I have two choices: I can correct the issues so that they are no longer a problem, or I can seek employment elsewhere.

Well, actually, there's a third choice--I could fall apart emotionally and not fix anything and end up being fired, but gosh, I've done that twice already, and frankly I'm rather bored with it.

Ideally, I would like to solve the issues. These have been ongoing problems I've been having, and jumping to another job won't make them go away. Plus, I don't hate my job. Just today I was feeling rather happy while at work. I don't dread going to the office. I don't hate my coworkers. The work itself can be boring or frustrating, but it can also be fun, especially when I have an epiphany about how to solve a problem with a spreadsheet (like the one I had tonight as I was entering the house, which actually made me wish I was back at the office so I could test it and see if it works and FINISH THIS FRELLING THING ALREADY!). Plus, I like my cubicle, and you can't beat the downtown location.

Yeah, this job has some strikes against it, but I'd say the positives far outweight the negatives, so staying is in my best interests.

I have to update my resume anyway because we're switching consulting firms, so I think I might start looking around to see what's out there, just in case. Besides, I might find something more interesting, or that fits me better. It's also a nice backup plan in case things are worse than I think at work.

I have a question for you all: how many of you care about your work? I sometimes wonder if half my issues are caused by my natural inclination to put my emotional needs before anything else. Sometimes it feels more "important" to check my friends page or write a LiveJournal entry than it does to complete a spreadsheet. Maybe this is because the entire team I support is remote... but maybe not. Because I don't recall really caring about work in recent years. I cared about the computer lab when I first joined the staff, but towards the end of my time there I let the emotional needs of myself and others get in the way.

Maybe it's not that I don't care about the job, but that I have a hard time keeping emotions seperate. I'm much better at it now, but I still need some practice. There was a lot of tension in my personal life this past weekend, and I basically lost two days of work to it, which upsets me because if I had just distanced myself from it all for eight hours, I might have had this latest spreadsheet done already. So first thing to practice: not letting emotions overtake me.

Second thing to practice: starting jobs earlier. I have a horrible tendency to underestimate how long it will take to complete something, which means I am constantly rushing to meet deadlines and then missing them.
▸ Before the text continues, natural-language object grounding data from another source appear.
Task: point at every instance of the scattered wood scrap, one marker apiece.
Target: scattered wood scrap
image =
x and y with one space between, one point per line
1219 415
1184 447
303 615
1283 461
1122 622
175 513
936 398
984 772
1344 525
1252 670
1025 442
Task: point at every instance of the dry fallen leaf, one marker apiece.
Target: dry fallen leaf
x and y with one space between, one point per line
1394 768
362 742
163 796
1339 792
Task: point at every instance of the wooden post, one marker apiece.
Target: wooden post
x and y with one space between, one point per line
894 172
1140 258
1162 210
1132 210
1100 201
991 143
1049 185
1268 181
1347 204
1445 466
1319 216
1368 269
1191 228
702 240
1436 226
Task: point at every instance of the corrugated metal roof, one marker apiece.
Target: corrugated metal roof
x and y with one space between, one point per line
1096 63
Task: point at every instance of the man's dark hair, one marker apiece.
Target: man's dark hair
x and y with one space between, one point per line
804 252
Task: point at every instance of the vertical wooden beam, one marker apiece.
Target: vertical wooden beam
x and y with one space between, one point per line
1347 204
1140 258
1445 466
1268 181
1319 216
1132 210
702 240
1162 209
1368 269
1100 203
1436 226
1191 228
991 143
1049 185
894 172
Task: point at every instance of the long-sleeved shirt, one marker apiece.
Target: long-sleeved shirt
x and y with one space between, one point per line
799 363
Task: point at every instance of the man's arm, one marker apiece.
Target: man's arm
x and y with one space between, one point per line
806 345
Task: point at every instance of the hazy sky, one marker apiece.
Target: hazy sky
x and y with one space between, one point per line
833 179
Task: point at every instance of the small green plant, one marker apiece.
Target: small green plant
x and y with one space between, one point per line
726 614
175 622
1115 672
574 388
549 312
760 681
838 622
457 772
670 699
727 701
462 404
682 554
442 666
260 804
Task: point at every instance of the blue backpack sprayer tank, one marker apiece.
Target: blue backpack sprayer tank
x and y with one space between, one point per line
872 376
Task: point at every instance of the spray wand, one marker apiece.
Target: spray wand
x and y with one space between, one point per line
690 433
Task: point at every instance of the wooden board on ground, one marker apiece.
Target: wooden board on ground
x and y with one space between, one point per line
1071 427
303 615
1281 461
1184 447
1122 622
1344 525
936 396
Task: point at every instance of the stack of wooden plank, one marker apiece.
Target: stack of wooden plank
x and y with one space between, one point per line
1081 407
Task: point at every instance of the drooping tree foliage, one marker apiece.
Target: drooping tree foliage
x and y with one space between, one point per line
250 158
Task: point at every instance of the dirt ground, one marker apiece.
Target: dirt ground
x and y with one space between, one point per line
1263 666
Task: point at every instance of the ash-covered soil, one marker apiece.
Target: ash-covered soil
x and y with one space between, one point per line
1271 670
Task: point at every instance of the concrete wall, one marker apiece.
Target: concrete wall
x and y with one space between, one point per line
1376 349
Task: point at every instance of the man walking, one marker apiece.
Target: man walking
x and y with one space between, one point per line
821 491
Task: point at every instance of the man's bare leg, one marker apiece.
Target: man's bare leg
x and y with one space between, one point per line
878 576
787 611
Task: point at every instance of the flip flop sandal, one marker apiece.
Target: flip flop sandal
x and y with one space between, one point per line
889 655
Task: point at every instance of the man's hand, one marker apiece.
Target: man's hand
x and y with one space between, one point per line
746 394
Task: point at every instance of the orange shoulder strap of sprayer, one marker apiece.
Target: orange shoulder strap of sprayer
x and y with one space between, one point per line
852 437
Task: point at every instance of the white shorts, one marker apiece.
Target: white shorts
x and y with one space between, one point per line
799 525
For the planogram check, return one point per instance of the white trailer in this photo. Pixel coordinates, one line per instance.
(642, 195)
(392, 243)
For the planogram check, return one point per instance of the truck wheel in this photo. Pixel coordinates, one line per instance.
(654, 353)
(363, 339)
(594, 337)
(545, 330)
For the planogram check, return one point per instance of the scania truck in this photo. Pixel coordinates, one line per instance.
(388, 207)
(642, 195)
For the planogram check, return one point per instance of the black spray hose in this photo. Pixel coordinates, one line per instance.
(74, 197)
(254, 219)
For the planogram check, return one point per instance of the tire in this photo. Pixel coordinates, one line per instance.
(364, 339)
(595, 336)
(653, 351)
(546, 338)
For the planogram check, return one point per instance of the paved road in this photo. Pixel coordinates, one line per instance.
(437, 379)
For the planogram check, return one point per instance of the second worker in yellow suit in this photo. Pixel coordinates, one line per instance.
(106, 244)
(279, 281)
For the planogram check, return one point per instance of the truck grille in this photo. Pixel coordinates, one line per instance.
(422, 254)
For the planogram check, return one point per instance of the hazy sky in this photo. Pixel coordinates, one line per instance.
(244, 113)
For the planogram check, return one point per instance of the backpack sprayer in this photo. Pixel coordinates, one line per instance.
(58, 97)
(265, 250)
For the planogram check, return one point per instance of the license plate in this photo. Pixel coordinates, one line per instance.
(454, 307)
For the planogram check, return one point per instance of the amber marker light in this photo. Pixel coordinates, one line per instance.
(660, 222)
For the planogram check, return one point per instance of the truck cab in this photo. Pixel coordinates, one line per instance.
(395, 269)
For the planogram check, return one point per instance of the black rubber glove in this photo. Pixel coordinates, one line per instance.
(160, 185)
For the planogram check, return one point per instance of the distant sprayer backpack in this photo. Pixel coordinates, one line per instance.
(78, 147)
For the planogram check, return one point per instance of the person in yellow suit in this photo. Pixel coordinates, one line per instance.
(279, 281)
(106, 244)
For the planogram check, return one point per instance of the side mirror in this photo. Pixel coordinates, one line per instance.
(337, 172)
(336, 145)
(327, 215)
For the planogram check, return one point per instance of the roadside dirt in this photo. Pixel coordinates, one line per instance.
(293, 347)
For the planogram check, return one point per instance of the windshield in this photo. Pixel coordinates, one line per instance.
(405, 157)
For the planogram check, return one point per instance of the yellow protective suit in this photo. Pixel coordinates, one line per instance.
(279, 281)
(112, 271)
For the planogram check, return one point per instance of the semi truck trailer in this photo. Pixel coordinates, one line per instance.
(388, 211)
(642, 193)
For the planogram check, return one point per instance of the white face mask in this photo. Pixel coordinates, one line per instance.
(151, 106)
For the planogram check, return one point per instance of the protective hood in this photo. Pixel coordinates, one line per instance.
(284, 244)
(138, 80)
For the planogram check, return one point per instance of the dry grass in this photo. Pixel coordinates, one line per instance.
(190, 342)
I learned with time to double (or even triple) the travel times that Yahoo! Maps would report to me; I think I need to start doubling my estimates of how long it will take me to complete a task.

Third thing to practice--and this is stolen from Bob Scopatz, who is very wise--Enjoy it all immensely. [Big Grin] I often procrastinate because I imagine the task ahead will be boring or frustrating, so I think a little reframing would be helpful. Most things are not COMPLETELY boring or frustrating, so if I try to focus on the good stuff about what I'm doing, maybe I will resist it less. Heck, just today I gratefully and happily spent an hour copying and pasting rows of data, which is not something I normally like, but I enjoyed it today because nothing else I was doing was working, and I just needed to complete SOMETHING to feel like I was making progress. It felt good to just work on it, even if it was mindless, because I could see the progress, and soon it was done.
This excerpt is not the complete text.